Moreover, from 2014 to 2015, the average growth rate only improved in Thailand. There are two main factors that explain this marked trend: the sharp decline in oil and commodity prices and the deceleration process experienced by most Asian economies. These trade statistics are recorded in nominal term, therefore, variations in the price of commodities have a great impact on the figure. Additionally, the evolution of internal demand in each country will determine the quantity of imported goods, hence also have affecting the gauge.
 
If internal demand weakness is partly driving the reduction of good's imports, the same should hold for services. In fact, imports of services decelerated in most countries of the sample in 2015, with the exception of India and South Korea, but the growth rate did not fall in negative territory for any of the countries, except for Japan. This fact suggests that price dynamics had a more important impact on the drop.
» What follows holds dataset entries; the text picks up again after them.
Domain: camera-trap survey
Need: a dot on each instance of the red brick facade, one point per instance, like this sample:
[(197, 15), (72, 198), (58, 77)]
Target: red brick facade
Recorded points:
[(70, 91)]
Most of the considered Asian countries are net importers of oil and mining products, with the exception of Malaysia and Indonesia. Imports of this category are above 40% of total merchandise imports in Japan, India and South Korea, and above 20% in all the other considered economies but Hong Kong. The higher the share of oil-related imports, the sharper the fall in merchandise imports.
 
A large number of these countries have strong trade relations with the Gulf Cooperation Council (GCC). According to the World Trade Organization (WTO), Saudi Arabia is one of the top-five suppliers of Japan, India and South Korea. The UAE is also one of the top-five exporters to India and Thailand. In addition, China and India are amongst the main destinations of Kuwait's exports. The combination of the weakness in oil prices and in the slowdown in Asian demand already had a considerable impact on the public finances of Gulf countries. Currently, there are no signs of improvement in demand from Asia. However, the abrupt plunge in oil prices in mid-2014 (Brent dropped from $110 per barrel in June 2014 to about $50 in January 2015) already started its correction, and in about five months increased to $65 per barrel.
 
If the recovery of oil prices continued, it would lead to a restoration of exports income for the GCC. However, the resilience of this increment depends on two uncertain factors: the end of oversupply and the recovery of global demand. The competition for market share in the oil market suggests that prices will not climb back to pre-2014 levels in the medium term. Additionally, the expected weakness in global and Asian demand is not expected to add any substantial upward pressure on prices.
 
Expectations of low oil prices and Asian demand weakness do not draw a very optimistic outlook for export revenues in GCC countries, Asiya Investments noted.